Did you know that forests can absorb around 25% of our yearly CO2 emissions and store more than half of Earth’s terrestrial carbon?
Indeed during photosynthesis, trees absorb CO2 and water to grow and release O2. The carbon from the CO2 becomes part of the plant and is stored in the wood. This is why living forests are called “carbon sinks”.
When the plant dies or is being cut off, the carbon it was storing is then released into the atmosphere.
On top of that, forests are amazing ecosystems where diverse species are florishing. They also help to regulate the temperature and humidity of the atmosphere, supply waterways with clean water, provide indigenous populations with food, medicine, etc.
That is why it is so important to protect and restore them. You will find below some concrete tips to help you protect and restore forests.
1/ Support forests protection and reforestation projects
There are some great organisations out there working to protect forests. Ian Shimizu, the founder of weMORI, has just successfully completed a crowdfunding to build an app that will help you to support some great forests protection and reforestation initiatives across the globe.
Planting a tree to compensate our carbon emissions has become trendier over the last decade, but it is sometimes challenging to identify projects that are truly restoring and protecting forests’ ecosystems. Indeed, restoring forests is not just about planting trees, but also making sure the right species are planted in the right places to ensure a healthy forest and balanced local ecosystem.
Bringing back transparency to these actions is what weMORI will help us do!
2/ Move to a plant-based diet
Our diet actually has a crucial impact on deforestation as forests are being destroyed with patches of land to grow livestock or crops to grow feeds for them.
In comparison, 100g of beef needs 64 times land than 100g of tofu.
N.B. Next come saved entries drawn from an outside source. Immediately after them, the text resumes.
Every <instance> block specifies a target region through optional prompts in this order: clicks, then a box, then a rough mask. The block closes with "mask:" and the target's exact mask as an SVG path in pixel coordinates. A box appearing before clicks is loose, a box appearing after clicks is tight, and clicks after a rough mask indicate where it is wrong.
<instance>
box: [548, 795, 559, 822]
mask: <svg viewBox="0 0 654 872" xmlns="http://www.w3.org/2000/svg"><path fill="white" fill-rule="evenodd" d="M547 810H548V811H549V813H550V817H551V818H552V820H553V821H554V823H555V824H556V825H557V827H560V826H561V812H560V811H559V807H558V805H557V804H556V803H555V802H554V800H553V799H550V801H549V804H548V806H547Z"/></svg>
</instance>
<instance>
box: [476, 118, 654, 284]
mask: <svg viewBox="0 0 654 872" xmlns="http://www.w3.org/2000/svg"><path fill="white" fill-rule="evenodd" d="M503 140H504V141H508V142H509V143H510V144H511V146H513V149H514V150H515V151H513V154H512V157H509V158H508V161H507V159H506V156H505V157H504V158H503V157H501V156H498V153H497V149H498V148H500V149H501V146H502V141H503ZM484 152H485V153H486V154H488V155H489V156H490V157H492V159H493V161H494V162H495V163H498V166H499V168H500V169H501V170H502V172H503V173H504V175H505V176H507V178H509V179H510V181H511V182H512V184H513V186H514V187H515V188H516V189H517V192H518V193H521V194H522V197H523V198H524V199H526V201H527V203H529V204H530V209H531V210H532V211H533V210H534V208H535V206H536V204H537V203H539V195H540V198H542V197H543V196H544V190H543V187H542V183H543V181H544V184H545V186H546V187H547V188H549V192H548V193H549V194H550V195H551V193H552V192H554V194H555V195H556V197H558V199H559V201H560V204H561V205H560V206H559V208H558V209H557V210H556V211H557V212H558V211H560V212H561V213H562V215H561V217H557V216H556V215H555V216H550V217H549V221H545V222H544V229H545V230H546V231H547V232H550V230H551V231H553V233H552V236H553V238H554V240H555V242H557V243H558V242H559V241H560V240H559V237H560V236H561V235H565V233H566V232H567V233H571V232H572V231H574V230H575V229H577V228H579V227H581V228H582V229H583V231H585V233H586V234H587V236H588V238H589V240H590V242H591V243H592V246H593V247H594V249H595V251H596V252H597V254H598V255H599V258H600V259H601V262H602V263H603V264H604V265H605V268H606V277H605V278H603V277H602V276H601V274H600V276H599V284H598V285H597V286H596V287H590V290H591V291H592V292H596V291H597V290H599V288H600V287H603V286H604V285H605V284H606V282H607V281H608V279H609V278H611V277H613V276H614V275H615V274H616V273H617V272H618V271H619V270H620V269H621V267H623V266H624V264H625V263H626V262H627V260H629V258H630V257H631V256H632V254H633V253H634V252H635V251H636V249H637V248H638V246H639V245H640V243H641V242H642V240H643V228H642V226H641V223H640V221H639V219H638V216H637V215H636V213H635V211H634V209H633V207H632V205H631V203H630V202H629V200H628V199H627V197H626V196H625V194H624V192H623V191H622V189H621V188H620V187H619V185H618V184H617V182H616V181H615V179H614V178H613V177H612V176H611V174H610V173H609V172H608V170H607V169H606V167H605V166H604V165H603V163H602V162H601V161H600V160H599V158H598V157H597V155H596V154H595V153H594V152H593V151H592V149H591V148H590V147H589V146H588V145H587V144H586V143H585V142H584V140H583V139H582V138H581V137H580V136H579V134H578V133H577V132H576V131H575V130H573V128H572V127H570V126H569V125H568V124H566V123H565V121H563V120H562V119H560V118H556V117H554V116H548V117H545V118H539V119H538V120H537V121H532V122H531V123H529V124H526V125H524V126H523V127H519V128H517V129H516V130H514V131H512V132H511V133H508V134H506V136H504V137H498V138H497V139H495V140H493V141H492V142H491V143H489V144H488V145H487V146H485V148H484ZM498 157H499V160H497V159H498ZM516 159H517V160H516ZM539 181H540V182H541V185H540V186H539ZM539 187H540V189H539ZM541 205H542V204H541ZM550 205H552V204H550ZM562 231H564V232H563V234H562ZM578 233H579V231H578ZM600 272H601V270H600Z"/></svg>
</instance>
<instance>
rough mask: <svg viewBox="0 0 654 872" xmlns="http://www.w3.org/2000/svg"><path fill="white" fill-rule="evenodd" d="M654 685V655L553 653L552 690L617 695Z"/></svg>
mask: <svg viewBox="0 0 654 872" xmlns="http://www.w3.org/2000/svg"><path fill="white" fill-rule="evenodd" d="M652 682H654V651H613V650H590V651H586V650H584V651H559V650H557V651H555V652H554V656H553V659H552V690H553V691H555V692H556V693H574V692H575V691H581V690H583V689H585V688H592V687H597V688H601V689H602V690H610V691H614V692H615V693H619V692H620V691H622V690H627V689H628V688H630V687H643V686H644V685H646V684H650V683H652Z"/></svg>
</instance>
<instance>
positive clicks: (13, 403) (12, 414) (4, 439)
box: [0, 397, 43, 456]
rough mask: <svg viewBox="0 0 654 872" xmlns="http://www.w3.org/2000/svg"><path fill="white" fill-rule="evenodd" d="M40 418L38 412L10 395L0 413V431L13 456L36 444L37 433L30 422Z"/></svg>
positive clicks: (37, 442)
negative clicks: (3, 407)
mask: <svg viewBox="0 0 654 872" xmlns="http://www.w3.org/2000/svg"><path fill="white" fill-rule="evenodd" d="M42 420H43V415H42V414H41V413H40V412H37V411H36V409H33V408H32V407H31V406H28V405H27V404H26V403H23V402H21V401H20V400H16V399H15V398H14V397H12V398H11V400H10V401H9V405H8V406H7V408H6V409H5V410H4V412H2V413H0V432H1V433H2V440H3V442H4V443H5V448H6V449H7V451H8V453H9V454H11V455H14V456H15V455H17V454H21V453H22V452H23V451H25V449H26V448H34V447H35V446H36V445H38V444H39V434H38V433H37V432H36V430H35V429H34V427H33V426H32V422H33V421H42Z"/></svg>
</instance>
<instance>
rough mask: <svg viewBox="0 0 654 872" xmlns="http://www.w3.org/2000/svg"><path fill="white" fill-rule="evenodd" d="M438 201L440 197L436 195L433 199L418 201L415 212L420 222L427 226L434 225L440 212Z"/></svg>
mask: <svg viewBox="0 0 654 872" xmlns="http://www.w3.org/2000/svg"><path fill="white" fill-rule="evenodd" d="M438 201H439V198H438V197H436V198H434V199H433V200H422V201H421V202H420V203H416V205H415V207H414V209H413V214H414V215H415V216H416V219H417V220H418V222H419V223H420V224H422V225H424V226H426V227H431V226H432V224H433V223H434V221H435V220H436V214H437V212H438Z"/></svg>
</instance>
Lots of people are worried about the nutritional value of tofu in comparison to meat and especially proteins. Tofu is actually an amazing source of protein and a great alternative to meat. Indeed, 100g of tofu gives you around 17g of proteins which is only a little less compared to beef for which you get around 24g of protein for 100g. As you can see, eating a plant-based diet is much for efficient in terms of land use.
During a previous Conversations with green changemakers in Japan, we had the chance to talk to Noriko Shindo, the co-founder of Veggino, and she has shared some great tips on how to move to a plant-based diet in Japan.
3/ Avoid palm oil
As it is very cheap, palm oil is used in a lot of consumer goods products such as potatoe chips, industrial cookies, but also shampoo, soaps, etc. and is responsible for deforestation in various countries especially in South East Asia.
You can check product labels to see if they are using palm oil (パーム油). However, it is not always easy to get full transparency on food labels in Japan and you may often come across vegetable oil (植物油) in ingredient lists. These don’t specifically mention palm oil but they could well be using some.
Some makers might claim to be using sustainably sourced palm oil, but there is a lot of controversy on whether it is actually helping the deforestation issue.
So, what can you do about it?
My recommendation is to avoid processed foods, industrially-made cookies (or check the labels carefully) and look for alternative personal care products. Instead, you can bake your own cakes, visit you local bakery and bento makers, or start batch cooking!
4/ Consume local products
Some products, such as coffee or cocoa, are sometimes responsible for deforestation as forests are replaced by crops to grow these popular products. Rainforest Alliance certify products they consider grown in a sustainable manner.
Another example is avocados. The demand has exploded over the last few years with the trend of superfoods, and patches of forest are being replaced by avocado crops. While avocados have contributed to the economic growth of countries such as Mexico, it has also caused some damage to the local ecosystems with every year between 6000 to 8000 hectares of deforestation driven by avocado orchards.
As a general rule, try to prioritise consuming local foods and avoid buying products that are coming from developing countries. When you want to consume these exotic products, check for local producers (国産) and if you can’t find any, look for Fairtrade products that will at least ensure the local producers have been paid fairly.
5/ Save paper
There are many ways you can save paper, see below a few tips.
- Print only when necessary and if you have to do so print on the 2 sides of the paper.
- Add “チラシおことわり” on your letter box to avoid getting unwanted adverts.
- Refuse flyers and tissues that are given away for free in the streets.
- Reuse receipts, used enveloppes, etc. as scrap paper instead of using a pristine sheet of paper.
When buying paper-based products, try to opt for ones made from recycled paper. If this option is not available, look for the ones which are FSC certified. This means that the paper that was used for these products comes from forests that have been managed in a way that preserves their biodiversity and is non detrimental to local populations. This label is not perfect and there are sometimes wrongdoings by unethical companies, but this is better than nothing.
I hope all these tips were useful to you!
What have you already implemented in your daily life to limit your deforestation impact?